Hiçbir iyiliği küçümseme! Ne, aç bir hayvanı doyurmak küçük bir şeydir, ne de bir kardeşinle karşılaştığında ona gülümsemen basit ve değersizdir. “Kim zerre kadar hayır yaparsa onun karşılığını görür, kim de zerre kadar kötülük yaparsa onun karşılığını görür” (Zilzâl, 7–8)
Hz. Peygamber Efendimiz s.a.v. buyurmuştur: “Cennet kapısını açacakların ilki benim. Fakat beni geçmeye çalışan bir kadın göreceğim ve ona: “Sana ne oluyor? Sen kimsin?” diyeceğim. O da: “Babasız kalmış yetimlerimin başında oturup bekleyen bir kadınım” diyecek.”

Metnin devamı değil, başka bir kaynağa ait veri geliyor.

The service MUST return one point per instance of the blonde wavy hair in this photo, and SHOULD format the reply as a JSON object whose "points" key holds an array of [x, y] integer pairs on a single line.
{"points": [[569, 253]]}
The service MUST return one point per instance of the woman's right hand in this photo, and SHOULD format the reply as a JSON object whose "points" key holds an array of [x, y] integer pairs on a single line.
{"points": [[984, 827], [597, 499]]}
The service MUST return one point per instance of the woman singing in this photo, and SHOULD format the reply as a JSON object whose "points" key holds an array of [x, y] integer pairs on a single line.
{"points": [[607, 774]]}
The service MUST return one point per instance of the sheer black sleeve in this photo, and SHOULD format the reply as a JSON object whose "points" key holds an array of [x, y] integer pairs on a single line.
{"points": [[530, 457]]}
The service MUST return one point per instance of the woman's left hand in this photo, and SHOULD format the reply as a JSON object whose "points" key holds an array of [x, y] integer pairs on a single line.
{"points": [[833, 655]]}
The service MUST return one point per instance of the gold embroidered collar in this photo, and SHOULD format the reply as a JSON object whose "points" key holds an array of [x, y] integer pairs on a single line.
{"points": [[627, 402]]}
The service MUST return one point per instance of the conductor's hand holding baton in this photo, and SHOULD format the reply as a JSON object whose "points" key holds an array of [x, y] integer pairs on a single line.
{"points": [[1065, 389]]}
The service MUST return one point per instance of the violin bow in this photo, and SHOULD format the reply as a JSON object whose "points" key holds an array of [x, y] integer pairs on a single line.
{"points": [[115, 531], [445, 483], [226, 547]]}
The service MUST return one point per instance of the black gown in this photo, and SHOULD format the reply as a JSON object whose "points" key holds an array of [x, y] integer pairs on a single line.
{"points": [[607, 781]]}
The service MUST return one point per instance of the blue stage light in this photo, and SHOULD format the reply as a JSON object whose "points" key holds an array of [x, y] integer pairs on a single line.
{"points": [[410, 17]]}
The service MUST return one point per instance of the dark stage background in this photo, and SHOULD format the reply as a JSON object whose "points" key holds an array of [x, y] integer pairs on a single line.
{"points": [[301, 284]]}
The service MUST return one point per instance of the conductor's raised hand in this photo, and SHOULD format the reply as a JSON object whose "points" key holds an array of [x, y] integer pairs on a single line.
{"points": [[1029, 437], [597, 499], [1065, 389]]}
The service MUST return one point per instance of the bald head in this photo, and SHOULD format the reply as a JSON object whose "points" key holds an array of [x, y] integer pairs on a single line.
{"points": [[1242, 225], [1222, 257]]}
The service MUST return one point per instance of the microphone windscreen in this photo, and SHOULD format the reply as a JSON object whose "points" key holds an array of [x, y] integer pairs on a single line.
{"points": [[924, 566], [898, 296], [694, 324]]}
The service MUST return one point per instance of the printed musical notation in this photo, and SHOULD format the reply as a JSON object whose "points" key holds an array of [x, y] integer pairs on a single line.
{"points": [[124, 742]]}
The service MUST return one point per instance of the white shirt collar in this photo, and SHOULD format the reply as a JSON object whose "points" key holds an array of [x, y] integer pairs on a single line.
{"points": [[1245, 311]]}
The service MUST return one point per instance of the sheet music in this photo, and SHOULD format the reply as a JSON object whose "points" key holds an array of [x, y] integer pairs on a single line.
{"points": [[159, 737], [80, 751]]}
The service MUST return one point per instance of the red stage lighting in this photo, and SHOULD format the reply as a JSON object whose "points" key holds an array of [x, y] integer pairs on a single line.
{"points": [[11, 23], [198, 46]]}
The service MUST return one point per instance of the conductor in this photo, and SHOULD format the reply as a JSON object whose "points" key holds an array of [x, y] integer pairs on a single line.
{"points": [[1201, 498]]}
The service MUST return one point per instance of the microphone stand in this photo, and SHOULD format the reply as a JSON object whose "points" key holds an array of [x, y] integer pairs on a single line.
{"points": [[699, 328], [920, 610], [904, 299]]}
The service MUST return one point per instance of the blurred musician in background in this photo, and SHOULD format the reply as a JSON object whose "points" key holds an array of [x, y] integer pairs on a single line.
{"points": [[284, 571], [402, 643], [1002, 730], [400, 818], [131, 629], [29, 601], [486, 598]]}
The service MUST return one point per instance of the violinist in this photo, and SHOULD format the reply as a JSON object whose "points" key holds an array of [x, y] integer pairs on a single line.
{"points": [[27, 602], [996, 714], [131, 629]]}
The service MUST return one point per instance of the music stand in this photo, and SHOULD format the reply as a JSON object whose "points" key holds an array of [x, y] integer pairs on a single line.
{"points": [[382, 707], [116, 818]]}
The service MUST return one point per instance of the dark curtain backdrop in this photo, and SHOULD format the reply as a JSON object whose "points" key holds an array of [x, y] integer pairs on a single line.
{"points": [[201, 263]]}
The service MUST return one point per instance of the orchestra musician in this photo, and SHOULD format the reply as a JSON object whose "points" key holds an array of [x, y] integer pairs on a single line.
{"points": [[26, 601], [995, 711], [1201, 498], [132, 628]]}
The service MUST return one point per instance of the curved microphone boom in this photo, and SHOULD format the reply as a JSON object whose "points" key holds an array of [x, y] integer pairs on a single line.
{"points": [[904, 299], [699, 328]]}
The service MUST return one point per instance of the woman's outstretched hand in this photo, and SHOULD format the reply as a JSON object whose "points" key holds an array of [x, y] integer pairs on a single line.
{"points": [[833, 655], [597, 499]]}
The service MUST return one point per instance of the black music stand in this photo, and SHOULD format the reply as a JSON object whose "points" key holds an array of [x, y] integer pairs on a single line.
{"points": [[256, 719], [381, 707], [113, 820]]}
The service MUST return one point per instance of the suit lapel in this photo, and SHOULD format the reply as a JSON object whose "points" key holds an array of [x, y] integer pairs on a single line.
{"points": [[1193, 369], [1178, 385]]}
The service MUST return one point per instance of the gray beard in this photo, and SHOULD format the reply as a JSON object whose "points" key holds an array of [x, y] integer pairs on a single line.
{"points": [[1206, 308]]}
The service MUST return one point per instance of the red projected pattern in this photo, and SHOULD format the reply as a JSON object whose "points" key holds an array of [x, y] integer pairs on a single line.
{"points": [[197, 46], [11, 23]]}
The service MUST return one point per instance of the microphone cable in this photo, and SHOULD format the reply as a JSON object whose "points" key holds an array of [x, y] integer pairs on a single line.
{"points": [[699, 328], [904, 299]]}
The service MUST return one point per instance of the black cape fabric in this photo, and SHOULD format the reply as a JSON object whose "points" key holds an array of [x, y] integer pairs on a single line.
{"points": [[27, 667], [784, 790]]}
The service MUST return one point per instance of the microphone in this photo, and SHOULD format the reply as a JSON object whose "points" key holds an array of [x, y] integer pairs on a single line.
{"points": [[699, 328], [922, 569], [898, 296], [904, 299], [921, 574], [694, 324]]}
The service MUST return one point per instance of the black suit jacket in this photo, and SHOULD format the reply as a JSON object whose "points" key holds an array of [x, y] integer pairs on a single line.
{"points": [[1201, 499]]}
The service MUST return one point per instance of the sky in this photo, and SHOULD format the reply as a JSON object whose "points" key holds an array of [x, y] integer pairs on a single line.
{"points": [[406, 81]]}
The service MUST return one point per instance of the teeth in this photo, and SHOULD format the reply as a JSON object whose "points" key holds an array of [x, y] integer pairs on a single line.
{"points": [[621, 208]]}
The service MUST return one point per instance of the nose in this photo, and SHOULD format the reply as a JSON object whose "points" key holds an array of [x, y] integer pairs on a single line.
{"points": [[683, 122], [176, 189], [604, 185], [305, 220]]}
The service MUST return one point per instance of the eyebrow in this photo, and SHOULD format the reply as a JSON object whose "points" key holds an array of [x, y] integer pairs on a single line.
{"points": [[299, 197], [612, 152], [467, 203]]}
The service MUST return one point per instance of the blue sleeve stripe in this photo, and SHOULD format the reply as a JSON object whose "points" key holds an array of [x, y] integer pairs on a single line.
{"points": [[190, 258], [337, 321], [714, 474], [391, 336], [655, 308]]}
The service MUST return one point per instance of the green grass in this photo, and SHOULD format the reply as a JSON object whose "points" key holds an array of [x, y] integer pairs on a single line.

Şam’dan biri gelir ve “Bana Safvan b. Süleym’i gösterin. Onu rüyamda gördüm. Cennete girmişti” der. Adama: “Neden ötürü girmiş?” diye sorarlar. Adam: “Bir gömlekten ötürü” cevabını verir. Sonra bazı arkadaşları Safvan’a bu gömlek neyin nesi deyince Safvan: “Soğuk bir gecede mescitten çıkmıştım. Çıplak birini görünce, hemen gömleğimi çıkarıp ona vermiştim” diye cevap verir.
İmam–ı Gazali çalışıyordu. Kalemini hokkadan çıkarmış, tam yazmaya hazırlanıyordu ki, kaleminin ucuna bir sinek kondu ve mürekkepten içmeye başladı. İmam Gazali, sinek uçuncaya kadar hareketsiz kaldı...
İyilikte büyük–küçük ayrılmaz. Cennet bir sürprizler diyarıdır. Bizi hangi amelimizin kurtaracağı da belli değildir, o da bir sürprizdir. Bazen, dudağımızda beliren bir tebessüm goncası, karşımızda bütün ümitleri hazanla sarsılmış birisine öyle bir inşirah baharı yaşatır ki, onun karşılığını biz, ahirette cennet bahçeleri olarak görürüz. Öyleyse iyiliklerden hiçbirini, ama hiçbirini küçük görmek doğru değildir. Velev ki bu iyilik, kovadaki suyu bir başkasının kabına boşaltmak kadar küçük bile olsa.